Prosecutors have also avoided such lengthy fights by arguing that advance notification would damage an investigation and secretly seized reporters’ data from communications companies without it. Examples include an Obama-era seizure of Associated Press phone data disclosed in 2013 — and at least four Trump-era leak investigations.

Prosecutors have also subpoenaed reporters to testify about their sources.

In 2005, a Times reporter was jailed for 85 days because she refused to comply with a subpoena demanding that she talk about a confidential source. In a 2013 case involving another Times reporter, the Justice Department won an appeals court ruling that established that there is no “reporter’s privilege” that empowers federal judges to quash such subpoenas.

The Biden administration’s description of its new policy — that prosecutors “will not seek compulsory legal process in leak investigations to obtain source information from members of the news media doing their jobs” — appears to ban such subpoenas to reporters.

It is less clear whether Mr. Garland intends to address a growing threat of prosecuting reporters themselves for writing about government secrets.

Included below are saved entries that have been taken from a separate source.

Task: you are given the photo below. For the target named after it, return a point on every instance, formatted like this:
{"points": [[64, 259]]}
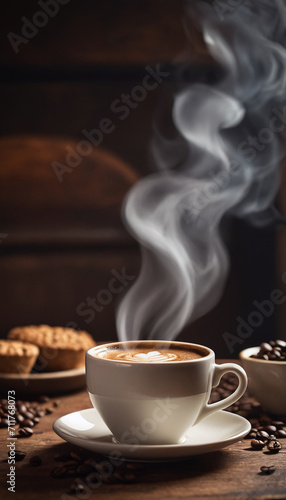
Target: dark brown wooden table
{"points": [[232, 472]]}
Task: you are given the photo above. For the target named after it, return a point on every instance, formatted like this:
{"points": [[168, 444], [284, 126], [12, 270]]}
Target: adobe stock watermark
{"points": [[246, 326], [40, 19], [104, 297], [121, 107]]}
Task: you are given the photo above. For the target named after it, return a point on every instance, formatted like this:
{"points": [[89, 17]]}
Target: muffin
{"points": [[17, 357], [60, 348]]}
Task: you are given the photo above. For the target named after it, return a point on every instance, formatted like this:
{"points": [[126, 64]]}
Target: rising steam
{"points": [[175, 213]]}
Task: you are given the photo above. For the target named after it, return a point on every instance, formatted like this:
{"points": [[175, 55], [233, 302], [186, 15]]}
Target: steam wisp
{"points": [[176, 212]]}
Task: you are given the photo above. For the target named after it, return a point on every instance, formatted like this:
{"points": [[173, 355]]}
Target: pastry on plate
{"points": [[60, 348], [17, 356]]}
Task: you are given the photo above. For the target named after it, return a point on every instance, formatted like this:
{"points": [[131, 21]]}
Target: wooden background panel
{"points": [[88, 33], [52, 287], [66, 109]]}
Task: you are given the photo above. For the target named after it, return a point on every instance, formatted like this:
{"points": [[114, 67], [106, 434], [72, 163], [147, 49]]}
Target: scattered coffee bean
{"points": [[262, 435], [256, 444], [270, 429], [76, 489], [267, 469], [25, 432], [274, 446], [3, 422], [28, 415], [62, 457], [27, 423], [59, 471], [43, 399], [275, 350], [40, 413], [19, 455], [35, 461]]}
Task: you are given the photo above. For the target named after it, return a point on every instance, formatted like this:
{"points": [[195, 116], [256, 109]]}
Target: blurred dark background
{"points": [[64, 67]]}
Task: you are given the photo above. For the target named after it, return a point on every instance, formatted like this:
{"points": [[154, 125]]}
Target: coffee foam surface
{"points": [[149, 356]]}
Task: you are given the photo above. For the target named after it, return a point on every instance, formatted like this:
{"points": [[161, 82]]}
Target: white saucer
{"points": [[86, 429]]}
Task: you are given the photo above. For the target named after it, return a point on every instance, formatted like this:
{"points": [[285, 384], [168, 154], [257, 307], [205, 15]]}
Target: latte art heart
{"points": [[148, 357], [150, 354]]}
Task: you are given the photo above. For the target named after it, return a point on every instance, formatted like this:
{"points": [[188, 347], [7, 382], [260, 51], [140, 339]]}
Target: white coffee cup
{"points": [[156, 402]]}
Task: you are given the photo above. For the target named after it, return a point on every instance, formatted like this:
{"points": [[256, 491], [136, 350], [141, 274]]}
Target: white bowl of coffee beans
{"points": [[265, 366]]}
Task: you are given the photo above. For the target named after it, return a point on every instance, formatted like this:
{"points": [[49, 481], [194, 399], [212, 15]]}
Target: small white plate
{"points": [[44, 383], [86, 429]]}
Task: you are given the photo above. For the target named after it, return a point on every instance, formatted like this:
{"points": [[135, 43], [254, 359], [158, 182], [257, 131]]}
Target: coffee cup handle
{"points": [[218, 372]]}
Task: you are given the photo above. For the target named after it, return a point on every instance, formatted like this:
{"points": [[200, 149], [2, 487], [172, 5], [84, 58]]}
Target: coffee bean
{"points": [[28, 415], [59, 471], [35, 460], [274, 446], [62, 457], [76, 489], [265, 347], [270, 429], [21, 407], [281, 343], [27, 423], [281, 433], [40, 413], [267, 469], [278, 424], [19, 455], [84, 469], [262, 435], [3, 422], [25, 432], [75, 456], [256, 444], [19, 418], [43, 399], [273, 351]]}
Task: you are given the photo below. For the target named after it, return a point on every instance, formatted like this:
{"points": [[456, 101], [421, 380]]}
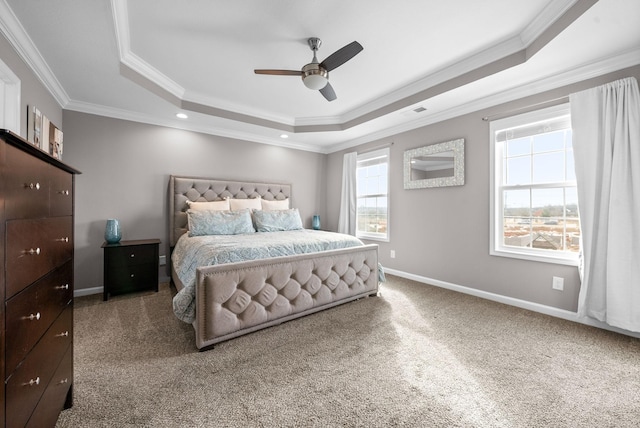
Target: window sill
{"points": [[523, 255], [373, 238]]}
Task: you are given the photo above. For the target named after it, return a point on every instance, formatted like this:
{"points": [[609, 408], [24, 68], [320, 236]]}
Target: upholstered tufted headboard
{"points": [[182, 189]]}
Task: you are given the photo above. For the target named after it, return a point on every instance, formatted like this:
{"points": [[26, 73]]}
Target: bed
{"points": [[236, 281]]}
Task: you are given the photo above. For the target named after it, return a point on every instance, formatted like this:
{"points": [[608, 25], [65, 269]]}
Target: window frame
{"points": [[496, 245], [384, 152]]}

In theory, several laws could be used to prosecute reporters for publishing national security secrets, but First Amendment concerns have deterred prosecutors from testing that idea. Cracks, however, have been forming in that barrier, too.

After The Times exposed secret post-9/11 surveillance under the Bush administration, some conservatives called for prosecuting the paper and its reporters.

In 2013, it came to light that the Obama Justice Department portrayed a Fox News reporter as a criminal conspirator in his source’s leak as part of a search warrant application. That time, conservatives joined in expressing outrage.

The Justice Department said prosecutors never intended to charge the reporter but portrayed him as a criminal to bypass the 1980 law that bans search warrants for reporters’ work materials; it makes an exception if the reporter is suspected of a crime. Attorney General Eric H. Holder Jr. banned the loophole.

But the specter of prosecuting reporters returned in 2019, when the department under Attorney General William P. Barr expanded a hacking conspiracy indictment of Julian Assange, the WikiLeaks founder, to treat his journalistic-style acts of soliciting and publishing classified information as crimes.

Obama-era officials had weighed charging Mr. Assange for publishing leaked military and diplomatic files, but worried about establishing a precedent that could damage mainstream news outlets that sometimes publish government secrets, like The Times. The Trump administration, however, was undeterred by that prospect.

For now, the First Amendment issues are on hold as Mr. Assange fights extradition from Britain. Soon after the Biden administration took office, the Justice Department pressed forward with that extradition effort in British court, leaving the charges in place.

But that was before Mr. Garland was sworn in — and before the latest uproar about the escalating aggression of the Justice Department’s leak investigation tactics prompted him to focus on drafting a new approach that, he testified, will be “the most protective of journalists’ ability to do their jobs in history.”